MATHIEU, 36 ans: « Je ne voulais pas signer. »
MATHIEU, 36 ans :
A faire comme les autres ou à passer par les mêmes chemins que les autres, on arrive aux mêmes endroits. On obtient les mêmes choses.
Tant de gens aimeraient du changement dans leur vie tout en continuant à faire ce qu’ils ont toujours fait, ou ce que leur entourage a toujours fait.
CHAPITRE I
Il y a quatre ans, alors que j’étais consultant, mon employeur a été soumis à un renouvellement d’appel d’offre. L’objectif était de continuer à placer l’équipe dont je faisais partie chez le client où nous étions. Mais pour éviter la fuite des consultants vers une autre société qui répondait à ce même appel d’offre, mon employeur avait proposé une prime d’un montant de trois fois notre salaire.
La condition était de signer une clause qui nous empêchait de se laisser débaucher par la concurrence.
Il avait alors justifié cette prime comme étant une récompense pour notre fidélité, et dont nous bénéficierions si nous signions ce document. Et, bien sûr, si l’appel d’offre était remporté.
Je ne voulais pas donner ma signature.
Nous avions un délai de réflexion que j’ai utilisé presque jusqu’au bout. Je savais que mon intention était, selon moi, juste, mais, tout de même, j’hésitais. Je me demandais ce que ma hiérarchie allait en penser et quel allait être l’impact de ma décision.

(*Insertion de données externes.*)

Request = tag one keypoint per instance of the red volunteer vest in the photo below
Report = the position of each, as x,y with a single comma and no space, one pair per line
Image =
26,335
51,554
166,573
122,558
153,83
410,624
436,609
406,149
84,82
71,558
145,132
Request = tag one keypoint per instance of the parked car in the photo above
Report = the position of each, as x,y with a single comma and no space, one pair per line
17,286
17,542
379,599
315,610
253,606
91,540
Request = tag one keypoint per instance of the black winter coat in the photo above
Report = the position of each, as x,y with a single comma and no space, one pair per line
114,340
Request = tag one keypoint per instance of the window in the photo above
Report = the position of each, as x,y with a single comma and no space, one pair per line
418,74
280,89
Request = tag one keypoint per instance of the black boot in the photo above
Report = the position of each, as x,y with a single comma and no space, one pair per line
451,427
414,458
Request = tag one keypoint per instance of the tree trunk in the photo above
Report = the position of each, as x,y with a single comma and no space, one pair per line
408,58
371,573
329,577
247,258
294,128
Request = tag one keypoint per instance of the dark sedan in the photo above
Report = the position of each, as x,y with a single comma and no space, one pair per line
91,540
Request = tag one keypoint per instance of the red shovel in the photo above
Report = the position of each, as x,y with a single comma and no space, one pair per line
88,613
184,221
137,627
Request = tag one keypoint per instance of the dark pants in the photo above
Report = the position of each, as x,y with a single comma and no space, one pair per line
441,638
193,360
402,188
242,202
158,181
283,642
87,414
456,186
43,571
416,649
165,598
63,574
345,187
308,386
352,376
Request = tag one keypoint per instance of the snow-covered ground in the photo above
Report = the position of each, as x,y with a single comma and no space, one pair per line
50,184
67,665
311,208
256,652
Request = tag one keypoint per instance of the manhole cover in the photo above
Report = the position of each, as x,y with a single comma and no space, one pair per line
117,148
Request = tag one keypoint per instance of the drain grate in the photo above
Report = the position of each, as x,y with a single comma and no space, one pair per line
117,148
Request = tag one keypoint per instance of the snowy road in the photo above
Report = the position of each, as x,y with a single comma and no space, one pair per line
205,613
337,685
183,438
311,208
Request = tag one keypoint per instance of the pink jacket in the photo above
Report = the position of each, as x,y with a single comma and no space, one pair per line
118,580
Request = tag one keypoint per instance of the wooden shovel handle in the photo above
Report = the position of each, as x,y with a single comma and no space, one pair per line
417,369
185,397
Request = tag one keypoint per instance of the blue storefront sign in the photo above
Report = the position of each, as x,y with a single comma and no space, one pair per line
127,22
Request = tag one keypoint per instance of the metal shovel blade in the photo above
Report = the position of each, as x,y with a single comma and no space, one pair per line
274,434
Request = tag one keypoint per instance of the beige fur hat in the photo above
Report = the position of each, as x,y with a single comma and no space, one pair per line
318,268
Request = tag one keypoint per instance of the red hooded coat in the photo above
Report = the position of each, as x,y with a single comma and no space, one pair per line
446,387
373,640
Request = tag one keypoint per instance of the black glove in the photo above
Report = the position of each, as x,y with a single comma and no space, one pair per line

Je n’ai pas demandé conseil autour de moi. Par contre, je disais ouvertement à mes collègues ma position et que cette proposition me semblait être du foutage de g*****.
J’espérais, en disant cela, avoir un retour de leur part. Savoir si je faisais le bon choix.
Mais les mises en garde ne tournaient qu’autour de la prime que j’allais louper.
Nous n’étions pas récompensés de notre fidélité (ce qui aurait pu être le cas quand quelques semaines auparavant plusieurs d’entre nous demandaient des augmentations). Selon moi, le but était simplement d’empêcher le concurrent principal de remporter l’appel d’offre en s’appuyant sur certains de nos profils.
Cette démarche ne me correspondait simplement pas.
J’ai alors définitivement refusé de signer le document qui me réservait à mon employeur.
Je n’ai pas touché ma prime.
Et j’en suis fier.
Je me suis d’abord demandé si j’avais eu raison d’agir comme ça. J’étais le seul. Tout le monde avait accepté de signer ce document.
Mais plus le temps passait, plus j’étais fier d’avoir fait ce choix.
J’avais l’impression que la majorité de mes collègues étaient d’accord avec mes principes, mais qu’aucun ne souhaitait suivre ma décision sous peine de ne pas recevoir de prime.
Aujourd’hui, je vois tout cela comme un moment pendant lequel j’ai pu faire respecter mes valeurs et mes convictions. Même si j’étais seul. Même si une belle somme pouvait être perçue.
J’y repense avec fierté parce que mes valeurs ont été respectées et parce que j’ai été le seul à les respecter (sur ma trentaine de collègues concernés).
Après cet événement, leur regard a changé.
J’avais l’impression d’être plus inspirant qu’avant. On me suivait plus facilement et on m’écoutait plus. J’avais acquis plus de charisme et je manageais mon équipe plus facilement.
Je ressens cette décision comme une (re)naissance. Celle de mon estime de soi, de ma détermination et de la personne que je suis devenue ensuite.
Une personne grandie selon moi.
Je n’ai pas accepté la route empruntée par tous, j’ai choisi la mienne.
Je ne sais pas si mon père s’est un jour retrouvé dans une situation similaire, mais la détermination que j’ai mise dans cette expérience en faisant valoir avant tout mon intégrité vient clairement de lui.
Si je devais donner un conseil à quelqu’un qui se trouverait aujourd’hui dans une situation similaire, je lui dirais d’écouter son cœur. Où veut-il aller ? Que veut-il faire ? Comment se sentira-t-il s’il fait comme tout le monde alors qu’il a envie de faire autrement ? Le regrettera-t-il ?
Ce n’est pas facile. Si cela l’était, tout le monde pourrait effectuer les changements qu’il souhaite, tout le monde emprunterait ce chemin vierge.
Il faut peut-être juste retrouver le goût de l’aventure.